Object Storage Plugin v1¶
Draft
This API is under development and may change before stabilization.
Overview¶
Provider-agnostic plugin API for object storage used by DR and hosting. Backends expose capabilities; core negotiates behavior. The current production path is S3-compatible.
Key Interfaces¶
| Interface | Header | Description |
|---|---|---|
| C ABI | include/yams/plugins/object_storage_v1.h |
Stable loader surface |
| C++ | include/yams/plugins/object_storage_iface.hpp |
Typed options/hooks |
Core Operations¶
- CRUD:
put,get,head,delete,list,compose(optional) - Checksums:
crc32c,sha256 - Server-side encryption: SSE-KMS, SSE-C (optional)
- Idempotency:
idempotencyKeyfor safe retries/resume - Hooks:
verifyObject(),health(); optional DR:drObjectPresent(),replicationLagSeconds()
Capability Matrix¶
| Feature | S3 | R2 |
|---|---|---|
| Multipart | Yes | Yes |
| Resume | Yes | Yes |
| crc32c | Yes (x-amz-checksum-crc32c) |
No (use sha256) |
| sha256 | Yes (x-amz-checksum-sha256) |
Yes (ETag semantics differ) |
| SSE-KMS | Yes (kmsKeyId) |
No (provider encryption at rest only) |
| SSE-C | Optional (supported) | No |
| Storage class | Yes (e.g., STANDARD_IA) |
N/A |
| Compose | Limited (multipart complete) | Yes (multipart complete) |
| Versioning | Yes (bucket setting) | Yes (bucket setting) |
| Presign upload | Yes | Yes |
| Presign download | Yes | Yes |
| DR presence | Yes (HEAD in DR bucket) | Yes (presence only) |
| DR replication lag | Yes (RTC metrics when enabled) | Unknown (fallback to presence) |
Provider Validation Status¶
- Cloudflare R2: Tested in this repository.

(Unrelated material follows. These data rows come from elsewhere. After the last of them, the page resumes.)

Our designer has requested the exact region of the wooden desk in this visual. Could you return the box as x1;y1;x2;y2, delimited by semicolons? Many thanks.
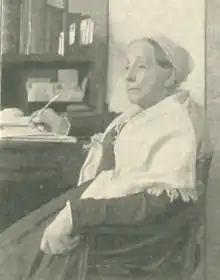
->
0;138;87;232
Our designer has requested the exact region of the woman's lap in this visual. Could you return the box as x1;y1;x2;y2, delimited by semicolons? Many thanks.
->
0;181;186;280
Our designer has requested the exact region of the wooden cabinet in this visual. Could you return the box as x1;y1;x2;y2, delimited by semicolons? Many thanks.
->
0;0;109;231
0;0;109;136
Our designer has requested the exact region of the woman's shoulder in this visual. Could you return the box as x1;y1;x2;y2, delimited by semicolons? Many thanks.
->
141;90;194;128
173;90;204;124
173;90;210;152
174;90;203;116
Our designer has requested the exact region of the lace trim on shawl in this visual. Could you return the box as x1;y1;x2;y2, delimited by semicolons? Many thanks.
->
83;133;104;152
146;187;198;202
146;180;205;202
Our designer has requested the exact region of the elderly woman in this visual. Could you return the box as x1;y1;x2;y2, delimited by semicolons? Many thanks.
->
0;35;210;280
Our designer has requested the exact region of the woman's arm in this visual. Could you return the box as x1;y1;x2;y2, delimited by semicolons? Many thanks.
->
70;190;192;233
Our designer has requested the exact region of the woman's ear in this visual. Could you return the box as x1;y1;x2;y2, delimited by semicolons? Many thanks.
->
164;70;176;88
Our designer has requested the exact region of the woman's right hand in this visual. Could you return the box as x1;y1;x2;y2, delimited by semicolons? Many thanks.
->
30;108;70;135
40;202;80;255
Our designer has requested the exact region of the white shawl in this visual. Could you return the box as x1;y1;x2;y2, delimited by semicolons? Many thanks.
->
78;91;205;202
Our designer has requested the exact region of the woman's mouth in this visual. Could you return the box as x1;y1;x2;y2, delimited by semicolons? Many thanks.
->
128;88;139;92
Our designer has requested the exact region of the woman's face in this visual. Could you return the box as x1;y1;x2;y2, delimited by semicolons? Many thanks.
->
124;40;170;108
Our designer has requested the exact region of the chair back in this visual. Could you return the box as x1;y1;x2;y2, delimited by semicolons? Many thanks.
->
196;153;213;187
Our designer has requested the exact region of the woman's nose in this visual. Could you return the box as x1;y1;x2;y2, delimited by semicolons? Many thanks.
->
126;67;136;82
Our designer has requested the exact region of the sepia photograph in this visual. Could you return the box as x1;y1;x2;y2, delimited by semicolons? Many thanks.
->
0;0;218;279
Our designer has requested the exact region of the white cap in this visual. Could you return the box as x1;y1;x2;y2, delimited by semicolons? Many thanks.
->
149;35;194;85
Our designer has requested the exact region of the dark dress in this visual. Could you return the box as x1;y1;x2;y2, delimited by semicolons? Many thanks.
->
0;176;193;280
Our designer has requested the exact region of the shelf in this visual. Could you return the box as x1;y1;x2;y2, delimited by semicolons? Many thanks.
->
28;101;87;105
28;101;93;108
2;48;92;68
27;101;95;114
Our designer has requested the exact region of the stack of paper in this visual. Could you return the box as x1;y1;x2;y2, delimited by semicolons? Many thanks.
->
0;109;77;143
0;126;77;143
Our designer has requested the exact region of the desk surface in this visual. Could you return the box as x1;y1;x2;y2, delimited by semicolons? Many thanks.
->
0;136;78;149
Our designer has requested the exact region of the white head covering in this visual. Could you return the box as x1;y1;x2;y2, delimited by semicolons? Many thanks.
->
149;35;194;85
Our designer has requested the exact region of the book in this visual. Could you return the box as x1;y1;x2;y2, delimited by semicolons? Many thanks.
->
69;23;76;45
80;17;88;45
66;12;82;54
58;31;65;55
89;19;94;44
19;0;47;54
79;16;94;45
1;0;21;54
45;4;64;54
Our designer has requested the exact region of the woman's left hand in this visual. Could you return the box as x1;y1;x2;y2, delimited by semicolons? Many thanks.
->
40;203;80;255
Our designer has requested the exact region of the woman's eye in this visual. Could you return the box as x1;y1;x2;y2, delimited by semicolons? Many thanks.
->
125;65;130;71
138;65;146;69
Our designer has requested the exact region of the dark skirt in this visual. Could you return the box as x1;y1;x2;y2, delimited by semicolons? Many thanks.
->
0;183;189;280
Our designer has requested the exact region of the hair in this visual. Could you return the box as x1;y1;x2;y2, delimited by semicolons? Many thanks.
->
129;38;174;70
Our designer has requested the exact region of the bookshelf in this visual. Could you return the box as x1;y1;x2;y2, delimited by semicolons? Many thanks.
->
2;52;92;66
0;0;108;226
0;0;109;137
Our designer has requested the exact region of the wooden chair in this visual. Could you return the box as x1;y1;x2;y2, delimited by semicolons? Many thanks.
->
76;154;213;280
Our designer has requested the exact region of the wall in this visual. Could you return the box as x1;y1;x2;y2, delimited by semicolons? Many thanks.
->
206;0;220;278
0;0;1;108
107;0;205;112
207;0;220;146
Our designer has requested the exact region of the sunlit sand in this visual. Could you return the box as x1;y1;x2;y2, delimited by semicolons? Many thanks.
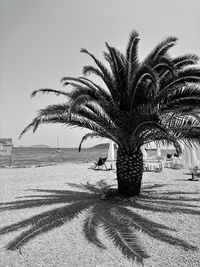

- AWS S3: Supported via the same S3-compatible API path, but not currently part of automated validation in this repository.
Behavior Notes¶
- End-to-end verification prefers crc32c; falls back to sha256 where crc32c is not available.
- DR readiness:
- S3 path: “ready” when all objects present in DR bucket;
replicationLagSecondsavailable with RTC. - R2 path: “ready” determined by presence only; no replication lag metric.
- S3 path: “ready” when all objects present in DR bucket;
- Listing-free reconciliation is achieved via manifest pointer scans;
list()is bounded and optional.
Error Model¶
- Typed errors for retry vs terminal, HTTP code, provider code, errno, optional
retryAfterMs. - Workers/agents implement exponential backoff with jitter, max attempt caps, and idempotency keys.
Security¶
- Provider credentials are scoped per project via environment/bindings. No secrets persisted in catalogs or logs.
- SSE-KMS is enforced via options on S3; R2 uses provider encryption at rest.
Tests¶
- Unit: Checksums, header formation, error typing, idempotency.
- Integration: MinIO (S3-compatible) for multipart, resume, versioning; AWS S3 for SSE-KMS and RTC.
- Negative: Induced 5xx/429 with retries, checksum mismatch aborts.